Au cours des dernières années, plusieurs travaux ont été entrepris, pour mieux estimer et optimiser la consommation d’eau douce dans les exploitations laitières.

Vaches buvant à la rivière

La filière laitière est engagée de longue date dans l’agriculture durable. Dans ce contexte, la consommation d’eau douce est un enjeu fondamental, tant pour les éleveurs et leurs troupeaux que pour l’environnement. Gros plan sur l’ « empreinte eau » des produits laitiers.

Qu’est-ce que l’ « empreinte eau » ?

L’ « empreinte eau » désigne la quantité d’eau douce nécessaire pour produire un bien ou un service. Dans le contexte de l’élevage laitier, il s’agit du volume d’eau utilisé pour produire 1 litre de lait.

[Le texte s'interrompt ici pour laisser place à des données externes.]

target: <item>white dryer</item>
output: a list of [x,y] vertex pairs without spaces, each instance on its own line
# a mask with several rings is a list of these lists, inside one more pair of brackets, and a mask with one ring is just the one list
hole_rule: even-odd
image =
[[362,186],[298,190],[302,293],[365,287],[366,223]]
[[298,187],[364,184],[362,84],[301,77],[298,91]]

Cette définition paraît simple mais elle masque une réalité complexe. Pendant plusieurs années, des méthodes de calcul très disparates ont ainsi abouti à des résultats impossibles à comparer. C’est pourquoi le comité « environnement » de la Fédération Internationale du Lait (FIL) a travaillé, pendant plus d’un an, à la création d’un guide méthodologique pour calculer de manière cohérente et uniformisée l’empreinte eau des produits laitiers. L’objectif : identifier clairement les leviers à actionner pour r­éduire cette empreinte, tout en tenant compte des spécificités de l’élevage laitier et de la zone géographique concernée.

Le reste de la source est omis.